Wednesday, November 28, 2007

The Perfect Storm

The mortgage market is hurting, real estate is down, oil is near historic highs, the stock market is volatile, troop levels in Iraq are as high as they've been since the start of the war, consumer confidence is low. The stage is set.....for an economic rebound of monumental proportions.

Given all of the factors listed above, the economy is growing at around 4%, unemployment is around 5%, mortgage rates are historically low, the stock market is still near an all time high, the surge is working and consumers say they're not confident while they continue to spend. If this is a low point in the current economic cycle, it's got to be among the highest of low points in recorded history.
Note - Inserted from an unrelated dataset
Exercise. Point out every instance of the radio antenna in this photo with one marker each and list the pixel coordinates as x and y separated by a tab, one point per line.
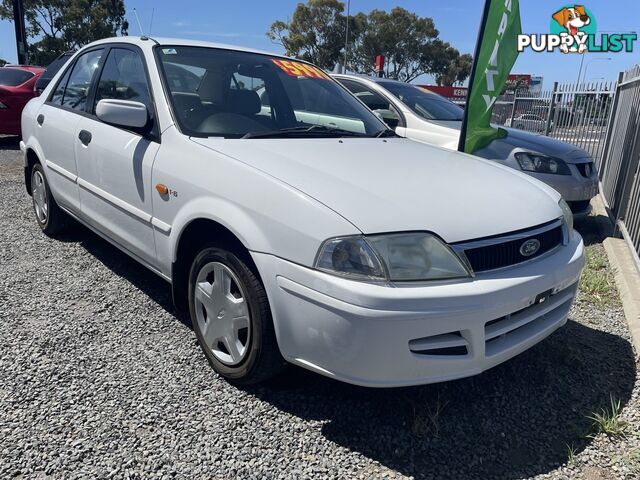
151	22
135	13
Fortunately, the United States is still a relatively free market. Free markets make adjustments on the fly. The mortgage market will correct, real estate will come back, energy (oil or no oil) will be had. Troop levels will decrease and consumer confidence has become irrelevant as it is more a reaction to what people see on the news than a prediction of what they'll do.

Let's take them one at a time. Mortgage companies don't make money by not selling product. They got sloppy and they're now paying the price. CEO's who don't recognize and correct problems in their business model soon become former CEO's. The model will be fixed because there is no alternative.

Real estate prices are coming down. It's a buyers market. Prices are coming down because fewer people are qualifying for loans. Demand is still there. Houses for sale will be converted to houses for rent. Consumers will adjust to higher standards for borrowing and prepare accordingly. Builders will incorporated new materials and techniques to make homes more affordable.

New technologies in energy are becoming more and more competitive with oil. Back in the 70's there was optimism for alternative fuels, but it never panned out. Oil got cheap again and many alternatives were shelved by investors. The focus is different this time around. First, many of the technologies show the potential to compete on price with fossil fuels in the very near future if not already. Second, the emphasis this time is not on curbing energy use, but on using different energy. Lower emissions is a strong motivator as is national security. Jay Leno also recently disclosed another motivation. He outfitted his very large garage with a wind generator and expressed satisfaction with being able to use "home-made" energy. Just as home-made pie tastes better somehow, home-made energy just feels better than energy taken from the grid.

The stock market has been all over the board recently, but is still within 10% of an all time high. The worries are short-term. The long term view is for good times ahead.

The situation in Iraq has improved dramatically. The strategy of securing neighborhoods rather than chasing bad guys is working. The politicians still need to come around, but the movement is working from the ground up. Troop levels will come down over the next year which will bring down federal expenditures, increase demand for housing and generally boost consumer morale.

Consumer confidence has been waning for several months. This has not translated in any significant slow down in consumer activity. It seems people are answering surveys based on their perception of reports on the news and not based on their own reality. Bad news sells, so it will always top the headlines. Reporters always look for the "what if?" that would lead to the worst scenario. I remember asking a friend who commented once about the "runaway crime wave" in the country, "When was the last time you actually had to dodge a bullet?". The situation in his mind was not borne out in reality.

We have a unique situation right now in that several sectors and situations affecting the economy are poised for significant improvement at the same time. There is a convergence of technological and economic advancement going on around the world as information exchange continues to grow. Changes and adjustments take place faster than ever before. Betting on failure takes no imagination. Hunkering down is not a growth strategy. Be prepared for the opportunities ahead rather than bracing for the pitfalls.